Now, have any of y'all ever looked up this word? You know, in a dictionary? (Laughter) Yeah, that's what I thought. How about this word? Here, I'll show it to you. Lexicography: the practice of compiling dictionaries. Notice -- we're very specific -- that word "compile." The dictionary is not carved out of a piece of granite, out of a lump of rock. It's made up of lots of little bits. It's little discrete -- that's spelled D-I-S-C-R-E-T-E -- bits. And those bits are words.
Now one of the perks of being a lexicographer -- besides getting to come to TED -- is that you get to say really fun words, like lexicographical. Lexicographical has this great pattern: it's called a double dactyl. And just by saying double dactyl, I've sent the geek needle all the way into the red. (Laughter) (Applause) But "lexicographical" is the same pattern as "higgledy-piggledy." Right? It's a fun word to say, and I get to say it a lot. Now, one of the non-perks of being a lexicographer is that people don't usually have a kind of warm, fuzzy, snuggly image of the dictionary. Right? Nobody hugs their dictionaries. But what people really often think about the dictionary is, they think more like this. Just to let you know, I do not have a lexicographical whistle. But people think that my job is to let the good words make that difficult left-hand turn into the dictionary, and keep the bad words out.

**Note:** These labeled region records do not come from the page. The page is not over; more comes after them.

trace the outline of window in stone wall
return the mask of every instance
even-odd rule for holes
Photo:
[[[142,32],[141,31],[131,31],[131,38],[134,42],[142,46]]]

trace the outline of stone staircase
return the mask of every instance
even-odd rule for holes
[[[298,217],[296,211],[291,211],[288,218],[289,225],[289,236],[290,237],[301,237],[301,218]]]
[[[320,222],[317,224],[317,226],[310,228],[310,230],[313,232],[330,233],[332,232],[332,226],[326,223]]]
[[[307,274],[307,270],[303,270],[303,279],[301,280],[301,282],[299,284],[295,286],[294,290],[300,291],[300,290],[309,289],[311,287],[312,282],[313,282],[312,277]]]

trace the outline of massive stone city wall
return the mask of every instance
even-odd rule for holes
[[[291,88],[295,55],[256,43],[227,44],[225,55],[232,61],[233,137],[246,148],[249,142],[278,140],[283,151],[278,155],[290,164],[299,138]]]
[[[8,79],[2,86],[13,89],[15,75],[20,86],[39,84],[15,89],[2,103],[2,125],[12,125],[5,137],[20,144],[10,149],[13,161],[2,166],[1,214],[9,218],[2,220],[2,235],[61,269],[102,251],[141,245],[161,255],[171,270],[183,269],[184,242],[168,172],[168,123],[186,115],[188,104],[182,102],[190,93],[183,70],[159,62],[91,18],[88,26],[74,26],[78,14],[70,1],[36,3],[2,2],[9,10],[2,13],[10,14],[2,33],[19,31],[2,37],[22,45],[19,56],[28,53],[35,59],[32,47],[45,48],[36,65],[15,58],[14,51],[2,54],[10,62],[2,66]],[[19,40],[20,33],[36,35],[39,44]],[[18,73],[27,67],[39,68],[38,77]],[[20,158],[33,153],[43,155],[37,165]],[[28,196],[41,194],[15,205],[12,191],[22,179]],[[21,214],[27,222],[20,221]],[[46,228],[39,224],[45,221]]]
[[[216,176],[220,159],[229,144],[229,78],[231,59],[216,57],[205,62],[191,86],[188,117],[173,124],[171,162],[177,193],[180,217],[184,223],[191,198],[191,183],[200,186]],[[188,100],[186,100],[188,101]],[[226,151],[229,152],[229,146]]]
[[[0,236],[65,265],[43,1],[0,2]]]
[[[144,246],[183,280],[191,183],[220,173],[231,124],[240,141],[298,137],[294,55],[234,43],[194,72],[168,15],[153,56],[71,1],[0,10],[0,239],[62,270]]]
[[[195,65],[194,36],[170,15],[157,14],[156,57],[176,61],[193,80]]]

But the thing is, I don't want to be a traffic cop. For one thing, I just do not do uniforms. And for another, deciding what words are good and what words are bad is actually not very easy. And it's not very fun. And when parts of your job are not easy or fun, you kind of look for an excuse not to do them. So if I had to think of some kind of occupation as a metaphor for my work, I would much rather be a fisherman. I want to throw my big net into the deep, blue ocean of English and see what marvelous creatures I can drag up from the bottom. But why do people want me to direct traffic, when I would much rather go fishing? Well, I blame the Queen. Why do I blame the Queen? Well, first of all, I blame the Queen because it's funny. But secondly, I blame the Queen because dictionaries have really not changed.
Our idea of what a dictionary is has not changed since her reign. The only thing that Queen Victoria would not be amused by in modern dictionaries is our inclusion of the F-word, which has happened in American dictionaries since 1965. So, there's this guy, right? Victorian era. James Murray, first editor of the Oxford English Dictionary. I do not have that hat. I wish I had that hat. So he's really responsible for a lot of what we consider modern in dictionaries today. When a guy who looks like that, in that hat, is the face of modernity, you have a problem. And so, James Murray could get a job on any dictionary today. There'd be virtually no learning curve.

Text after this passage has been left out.